I ran into a basic challenging problem. I see an high school local math Olympiad question.
we have a box that keep n Liter water. each time we extract 1/k Water from box. how many times (minimum) we should do it to see remaining water in box is lower or equal to 1 Liter . (k>2).
I need a creative approach for solving it. :)
Math Man Please Help Me !!
Outline: What about going for non-creative? If we now have an amount $a$ of water, then after one removal we have $a\left(1-\frac{1}{k}\right)$. So after $q$ removals, starting from $n$, we have $$n\left(1-\frac{1}{k}\right)^q.$$ We want $$n\left(1-\frac{1}{k}\right)^q\le 1.$$ Finding the smallest $q$ is a job for the logarithm. I would be more comfortable solving the equivalent inequality $$\left(\frac{k}{k-1}\right)^q\ge n.\tag{1}$$
Added: Use your favourite kind of logarithm. Mine is the natural logarithm (base $e$), but if you really want to, use base $10$. Whatever base $b\gt 1$ we use, call the resulting logarithm by the name $\log$.
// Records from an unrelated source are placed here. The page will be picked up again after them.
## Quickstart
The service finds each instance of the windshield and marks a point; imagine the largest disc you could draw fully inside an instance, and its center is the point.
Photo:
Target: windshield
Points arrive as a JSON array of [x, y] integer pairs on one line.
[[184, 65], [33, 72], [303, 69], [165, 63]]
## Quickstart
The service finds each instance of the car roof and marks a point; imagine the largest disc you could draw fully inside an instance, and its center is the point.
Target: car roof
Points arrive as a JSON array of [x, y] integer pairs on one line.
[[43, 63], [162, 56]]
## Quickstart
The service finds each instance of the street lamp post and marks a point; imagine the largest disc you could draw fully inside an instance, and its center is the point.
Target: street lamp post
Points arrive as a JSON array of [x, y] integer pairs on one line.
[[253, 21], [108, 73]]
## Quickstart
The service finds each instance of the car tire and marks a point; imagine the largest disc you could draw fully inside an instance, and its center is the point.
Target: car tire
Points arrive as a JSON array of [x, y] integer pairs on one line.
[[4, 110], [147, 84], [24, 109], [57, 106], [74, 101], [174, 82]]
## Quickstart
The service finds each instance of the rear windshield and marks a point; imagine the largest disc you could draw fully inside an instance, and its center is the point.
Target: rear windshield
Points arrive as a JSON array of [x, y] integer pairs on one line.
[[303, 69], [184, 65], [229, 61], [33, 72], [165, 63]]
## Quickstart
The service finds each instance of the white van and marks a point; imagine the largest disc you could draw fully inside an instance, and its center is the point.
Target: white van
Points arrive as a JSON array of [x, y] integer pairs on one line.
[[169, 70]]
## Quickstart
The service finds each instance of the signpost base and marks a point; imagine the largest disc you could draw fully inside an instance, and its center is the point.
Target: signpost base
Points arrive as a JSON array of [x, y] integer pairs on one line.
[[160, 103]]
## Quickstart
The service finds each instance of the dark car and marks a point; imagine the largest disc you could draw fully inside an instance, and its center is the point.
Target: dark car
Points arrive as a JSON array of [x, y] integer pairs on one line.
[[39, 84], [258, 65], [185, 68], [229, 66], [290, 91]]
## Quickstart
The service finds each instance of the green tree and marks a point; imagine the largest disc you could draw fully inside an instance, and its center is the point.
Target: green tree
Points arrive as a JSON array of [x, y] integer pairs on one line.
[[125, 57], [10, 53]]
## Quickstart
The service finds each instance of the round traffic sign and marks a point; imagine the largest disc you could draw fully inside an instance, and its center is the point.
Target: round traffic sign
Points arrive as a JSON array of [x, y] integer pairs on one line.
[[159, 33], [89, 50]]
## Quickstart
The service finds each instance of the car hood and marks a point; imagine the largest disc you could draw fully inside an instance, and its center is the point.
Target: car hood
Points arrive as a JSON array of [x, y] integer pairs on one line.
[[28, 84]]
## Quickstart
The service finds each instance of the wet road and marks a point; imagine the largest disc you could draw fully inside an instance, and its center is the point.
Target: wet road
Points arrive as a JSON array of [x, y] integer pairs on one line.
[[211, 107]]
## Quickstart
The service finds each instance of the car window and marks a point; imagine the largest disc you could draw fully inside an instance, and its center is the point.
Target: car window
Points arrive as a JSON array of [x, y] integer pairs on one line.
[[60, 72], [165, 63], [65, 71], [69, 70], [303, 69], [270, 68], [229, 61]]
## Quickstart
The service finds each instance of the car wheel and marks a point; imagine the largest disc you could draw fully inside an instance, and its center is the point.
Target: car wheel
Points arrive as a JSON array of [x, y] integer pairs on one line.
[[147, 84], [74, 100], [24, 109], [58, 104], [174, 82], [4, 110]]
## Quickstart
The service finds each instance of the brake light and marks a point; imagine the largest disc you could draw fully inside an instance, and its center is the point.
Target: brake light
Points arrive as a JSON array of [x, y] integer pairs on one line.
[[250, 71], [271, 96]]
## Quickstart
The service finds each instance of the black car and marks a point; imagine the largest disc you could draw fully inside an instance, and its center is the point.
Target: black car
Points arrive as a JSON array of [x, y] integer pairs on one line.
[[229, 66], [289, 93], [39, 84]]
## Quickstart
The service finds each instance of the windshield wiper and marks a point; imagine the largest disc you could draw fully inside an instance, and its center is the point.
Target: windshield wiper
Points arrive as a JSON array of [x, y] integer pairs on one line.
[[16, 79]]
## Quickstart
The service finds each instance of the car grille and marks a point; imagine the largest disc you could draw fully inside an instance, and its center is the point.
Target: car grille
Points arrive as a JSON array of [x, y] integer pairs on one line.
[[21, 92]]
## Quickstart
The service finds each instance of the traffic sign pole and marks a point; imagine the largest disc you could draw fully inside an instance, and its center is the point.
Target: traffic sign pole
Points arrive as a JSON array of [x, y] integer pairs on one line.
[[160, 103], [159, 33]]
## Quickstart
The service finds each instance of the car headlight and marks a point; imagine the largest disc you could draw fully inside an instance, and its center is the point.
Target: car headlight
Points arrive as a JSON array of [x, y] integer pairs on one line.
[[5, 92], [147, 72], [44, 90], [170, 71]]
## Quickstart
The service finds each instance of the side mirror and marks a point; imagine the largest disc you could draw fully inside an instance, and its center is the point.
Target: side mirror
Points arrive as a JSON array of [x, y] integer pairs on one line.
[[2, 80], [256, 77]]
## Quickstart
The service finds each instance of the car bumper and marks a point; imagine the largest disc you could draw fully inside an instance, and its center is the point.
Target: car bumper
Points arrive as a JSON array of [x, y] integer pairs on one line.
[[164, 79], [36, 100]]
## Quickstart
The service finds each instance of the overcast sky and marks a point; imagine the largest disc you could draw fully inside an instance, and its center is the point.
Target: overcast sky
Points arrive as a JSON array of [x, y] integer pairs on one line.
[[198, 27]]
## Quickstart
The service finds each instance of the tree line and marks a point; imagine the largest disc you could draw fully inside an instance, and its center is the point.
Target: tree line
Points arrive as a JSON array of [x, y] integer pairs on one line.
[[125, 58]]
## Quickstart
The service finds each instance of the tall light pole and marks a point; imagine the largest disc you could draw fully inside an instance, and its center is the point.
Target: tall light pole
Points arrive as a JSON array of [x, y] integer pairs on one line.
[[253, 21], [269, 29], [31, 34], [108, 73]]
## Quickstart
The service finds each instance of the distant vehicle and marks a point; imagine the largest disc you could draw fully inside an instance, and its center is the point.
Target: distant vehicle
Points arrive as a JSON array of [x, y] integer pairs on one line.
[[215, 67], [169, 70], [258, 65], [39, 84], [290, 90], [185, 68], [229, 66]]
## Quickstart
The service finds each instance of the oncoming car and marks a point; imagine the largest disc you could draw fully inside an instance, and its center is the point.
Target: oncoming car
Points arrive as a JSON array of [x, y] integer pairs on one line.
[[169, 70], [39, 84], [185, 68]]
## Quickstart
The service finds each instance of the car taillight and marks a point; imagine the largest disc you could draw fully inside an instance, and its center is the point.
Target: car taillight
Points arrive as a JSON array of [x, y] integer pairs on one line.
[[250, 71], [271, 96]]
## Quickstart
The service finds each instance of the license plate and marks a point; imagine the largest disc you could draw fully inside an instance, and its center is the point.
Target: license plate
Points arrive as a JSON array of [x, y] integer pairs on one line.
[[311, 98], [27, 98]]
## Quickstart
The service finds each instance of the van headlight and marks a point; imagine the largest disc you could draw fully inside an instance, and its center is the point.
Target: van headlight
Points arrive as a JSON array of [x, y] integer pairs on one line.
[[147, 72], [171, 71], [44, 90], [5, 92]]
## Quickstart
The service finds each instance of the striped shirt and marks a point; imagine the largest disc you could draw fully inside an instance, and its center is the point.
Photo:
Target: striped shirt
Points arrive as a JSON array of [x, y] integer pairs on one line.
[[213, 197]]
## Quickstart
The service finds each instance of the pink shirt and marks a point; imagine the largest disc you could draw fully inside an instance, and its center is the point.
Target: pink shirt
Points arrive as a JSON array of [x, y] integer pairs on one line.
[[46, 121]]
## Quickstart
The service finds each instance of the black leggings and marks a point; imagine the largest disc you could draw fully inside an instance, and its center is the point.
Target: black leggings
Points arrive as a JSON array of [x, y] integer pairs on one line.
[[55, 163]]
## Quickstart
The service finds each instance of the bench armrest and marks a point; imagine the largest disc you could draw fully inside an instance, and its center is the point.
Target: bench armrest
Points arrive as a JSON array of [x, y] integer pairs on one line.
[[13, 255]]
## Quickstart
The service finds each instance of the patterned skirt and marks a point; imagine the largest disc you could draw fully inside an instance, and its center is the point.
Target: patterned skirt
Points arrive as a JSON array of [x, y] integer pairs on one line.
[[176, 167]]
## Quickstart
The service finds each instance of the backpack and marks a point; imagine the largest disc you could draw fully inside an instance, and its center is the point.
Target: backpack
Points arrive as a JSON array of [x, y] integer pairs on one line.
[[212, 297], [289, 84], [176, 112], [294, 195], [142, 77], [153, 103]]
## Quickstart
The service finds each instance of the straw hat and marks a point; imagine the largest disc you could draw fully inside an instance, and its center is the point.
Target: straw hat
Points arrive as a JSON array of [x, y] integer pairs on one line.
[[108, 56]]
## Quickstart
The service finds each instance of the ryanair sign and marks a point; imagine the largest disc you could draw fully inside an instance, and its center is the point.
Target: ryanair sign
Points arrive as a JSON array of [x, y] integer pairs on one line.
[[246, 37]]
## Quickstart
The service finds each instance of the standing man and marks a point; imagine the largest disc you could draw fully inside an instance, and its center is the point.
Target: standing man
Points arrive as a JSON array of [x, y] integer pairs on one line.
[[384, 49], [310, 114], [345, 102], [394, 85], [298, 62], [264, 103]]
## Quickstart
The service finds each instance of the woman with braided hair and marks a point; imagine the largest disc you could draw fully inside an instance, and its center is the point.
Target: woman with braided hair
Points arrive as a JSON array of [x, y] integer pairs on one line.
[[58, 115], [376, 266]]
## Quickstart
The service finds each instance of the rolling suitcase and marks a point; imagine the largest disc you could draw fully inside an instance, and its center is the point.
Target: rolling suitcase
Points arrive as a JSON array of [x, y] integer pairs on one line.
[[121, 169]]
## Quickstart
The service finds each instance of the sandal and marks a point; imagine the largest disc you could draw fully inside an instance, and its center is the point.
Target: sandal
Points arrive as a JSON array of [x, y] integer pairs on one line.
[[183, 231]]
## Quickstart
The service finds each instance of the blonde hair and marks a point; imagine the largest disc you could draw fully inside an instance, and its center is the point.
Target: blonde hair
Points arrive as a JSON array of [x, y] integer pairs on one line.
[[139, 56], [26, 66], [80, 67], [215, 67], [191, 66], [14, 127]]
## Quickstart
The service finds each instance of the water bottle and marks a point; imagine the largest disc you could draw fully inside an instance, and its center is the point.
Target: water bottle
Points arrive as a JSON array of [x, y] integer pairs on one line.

Then Inequality (1) can be rewritten as $$q\log\left(\frac{k}{k-1}\right)\ge \log n,$$ or equivalently $$q\ge \frac{\log n}{\log\left(\frac{k}{k-1}\right)}.\tag{2}$$ For brevity, let $w$ be the right-hand side of (2). So we want $q\ge w$. The smallest $q$ that will work is $\lceil w\rceil$, the smallest integer which is $\ge w$.